September 23, 2018 | ° F

Multicultural curricula needed to fix American educational system


Before enrolling in Introduction to Education at Rutgers, I had many preconceived notions about the “broken” state of education in America but not a lot of ideas on how it could be fixed. I had hoped that the class would set the groundwork for a potential career in the realm of educational policy, and while I can’t say that this hope has entirely died out, it has certainly transformed throughout the semester. Before this class, my opinions when considering the problems that America’s educational system faces were coming from a very sheltered perspective. I only considered the divide between “academic students” and “vocational students” that existed in my largely Caucasian, southern New Hampshire school district.

Introduction to Education opened my eyes to the racial and socioeconomic struggles that students and families face every day navigating the educational system in America. The problems that exist are problems that I previously thought existed only in history books. However after learning about unfair school funding, tracking and especially the use of “traditional” curricula, the harsh reality of inequality in America became impossible to overlook.

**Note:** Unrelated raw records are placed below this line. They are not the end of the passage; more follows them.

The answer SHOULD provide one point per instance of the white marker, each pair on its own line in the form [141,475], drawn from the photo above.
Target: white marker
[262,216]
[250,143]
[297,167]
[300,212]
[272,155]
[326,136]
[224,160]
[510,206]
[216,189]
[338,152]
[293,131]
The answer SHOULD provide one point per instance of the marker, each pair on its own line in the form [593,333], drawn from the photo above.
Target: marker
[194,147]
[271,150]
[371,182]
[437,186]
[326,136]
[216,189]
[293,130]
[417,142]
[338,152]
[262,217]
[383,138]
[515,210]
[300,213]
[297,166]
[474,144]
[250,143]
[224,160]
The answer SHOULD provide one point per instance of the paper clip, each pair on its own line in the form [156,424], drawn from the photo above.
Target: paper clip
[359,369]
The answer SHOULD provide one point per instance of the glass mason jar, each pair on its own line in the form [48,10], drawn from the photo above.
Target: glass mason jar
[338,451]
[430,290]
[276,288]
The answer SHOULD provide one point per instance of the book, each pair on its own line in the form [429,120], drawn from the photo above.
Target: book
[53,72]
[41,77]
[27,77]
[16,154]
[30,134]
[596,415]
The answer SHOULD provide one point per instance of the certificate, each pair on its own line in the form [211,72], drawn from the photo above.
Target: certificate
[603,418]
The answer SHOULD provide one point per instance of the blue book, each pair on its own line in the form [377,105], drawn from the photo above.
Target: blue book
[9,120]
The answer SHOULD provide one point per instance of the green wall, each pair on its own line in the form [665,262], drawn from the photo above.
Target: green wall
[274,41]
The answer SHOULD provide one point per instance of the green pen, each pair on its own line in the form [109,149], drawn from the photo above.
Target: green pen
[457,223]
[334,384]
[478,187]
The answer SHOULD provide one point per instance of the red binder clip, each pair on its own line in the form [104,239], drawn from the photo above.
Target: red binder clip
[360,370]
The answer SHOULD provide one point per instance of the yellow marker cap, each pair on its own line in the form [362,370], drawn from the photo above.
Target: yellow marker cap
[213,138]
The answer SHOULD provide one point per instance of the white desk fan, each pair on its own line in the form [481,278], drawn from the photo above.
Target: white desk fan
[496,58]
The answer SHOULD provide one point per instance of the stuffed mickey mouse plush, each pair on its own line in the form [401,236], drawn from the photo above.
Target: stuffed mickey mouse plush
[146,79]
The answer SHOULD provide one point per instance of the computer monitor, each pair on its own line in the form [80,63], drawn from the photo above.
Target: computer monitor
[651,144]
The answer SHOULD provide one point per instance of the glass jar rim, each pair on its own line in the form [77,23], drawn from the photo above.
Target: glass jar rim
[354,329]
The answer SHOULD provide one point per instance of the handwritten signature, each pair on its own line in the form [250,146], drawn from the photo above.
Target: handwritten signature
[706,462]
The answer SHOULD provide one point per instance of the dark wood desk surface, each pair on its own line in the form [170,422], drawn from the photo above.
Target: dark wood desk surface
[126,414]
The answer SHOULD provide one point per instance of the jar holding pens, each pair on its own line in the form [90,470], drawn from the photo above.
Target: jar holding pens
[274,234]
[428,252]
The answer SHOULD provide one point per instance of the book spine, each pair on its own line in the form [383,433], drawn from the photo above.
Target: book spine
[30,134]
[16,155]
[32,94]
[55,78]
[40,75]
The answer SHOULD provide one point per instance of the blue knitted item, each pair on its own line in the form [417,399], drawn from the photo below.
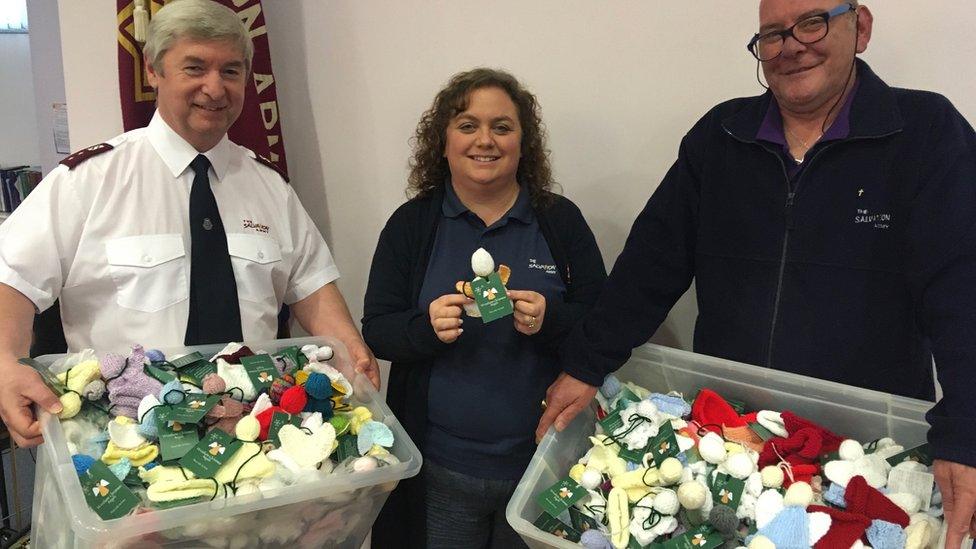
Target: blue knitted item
[318,386]
[673,405]
[834,495]
[594,539]
[611,386]
[82,462]
[790,529]
[155,355]
[886,535]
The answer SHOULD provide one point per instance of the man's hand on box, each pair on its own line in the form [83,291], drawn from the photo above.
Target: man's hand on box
[365,363]
[958,485]
[20,389]
[565,398]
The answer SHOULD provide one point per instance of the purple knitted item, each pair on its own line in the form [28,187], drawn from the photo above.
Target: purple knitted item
[127,385]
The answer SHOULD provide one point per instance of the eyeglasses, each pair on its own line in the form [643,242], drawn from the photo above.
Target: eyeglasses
[769,46]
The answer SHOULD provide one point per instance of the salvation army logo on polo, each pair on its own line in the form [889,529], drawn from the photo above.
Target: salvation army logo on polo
[873,219]
[257,227]
[548,269]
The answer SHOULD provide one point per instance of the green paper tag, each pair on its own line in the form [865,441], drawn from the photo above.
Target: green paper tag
[347,447]
[186,360]
[261,370]
[198,370]
[625,397]
[210,453]
[665,444]
[175,438]
[191,410]
[159,374]
[105,493]
[762,432]
[612,422]
[560,496]
[582,522]
[727,490]
[703,537]
[279,420]
[921,454]
[489,294]
[556,527]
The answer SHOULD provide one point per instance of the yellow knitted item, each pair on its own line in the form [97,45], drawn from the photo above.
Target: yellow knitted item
[137,456]
[70,405]
[80,374]
[182,489]
[358,417]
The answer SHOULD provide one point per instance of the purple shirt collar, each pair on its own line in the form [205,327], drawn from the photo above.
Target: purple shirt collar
[772,127]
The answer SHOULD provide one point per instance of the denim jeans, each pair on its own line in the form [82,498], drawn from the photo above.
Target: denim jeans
[467,512]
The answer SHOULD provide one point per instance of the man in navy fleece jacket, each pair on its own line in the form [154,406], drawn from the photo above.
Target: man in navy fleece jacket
[830,226]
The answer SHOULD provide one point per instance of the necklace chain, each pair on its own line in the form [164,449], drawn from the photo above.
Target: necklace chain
[802,143]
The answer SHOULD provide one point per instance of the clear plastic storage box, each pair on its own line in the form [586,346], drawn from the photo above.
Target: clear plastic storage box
[850,411]
[336,510]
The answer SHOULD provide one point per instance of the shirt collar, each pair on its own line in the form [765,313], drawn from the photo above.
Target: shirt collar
[177,153]
[452,206]
[771,128]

Despite governmental attempts (such as the No Child Left Behind Act) to ameliorate unequal education in America, deep-rooted systematic and institutional racism and classism (which leave unprivileged children at an astounding disadvantage to their rich, white peers) should be relieved through the implementation of multicultural and multiethnic curricula.

From what I have learned in this class, I believe that multicultural education is the necessary first step that must be taken in pursuit of true academic equality for all students. I think that it is often easy to suggest that we must revise national standards and curriculum in order to create a better education system. The implementation of multicultural curricula would provide all students with an equitable, educational opportunity, fight against stereotypes, prejudices and discriminatory behavior, promote open-mindedness and the ability to analyze things from multiple perspectives, and give students the tools necessary to critique society with the goal of social justice in mind.

Looking to countries like Finland, Korea and Singapore, we see incredibly successful educational systems and wonder if we could ever emulate it here in America. I would love to believe that the answer is yes. I believe that although our nation has serious racial issues (and people who still deny those very issues), we can succeed in creating a system that is fair and equal for each and every American child through the implementation of multicultural curricula.

Aven La Rosa is a School of Arts and Sciences sophomore majoring in anthropology and French.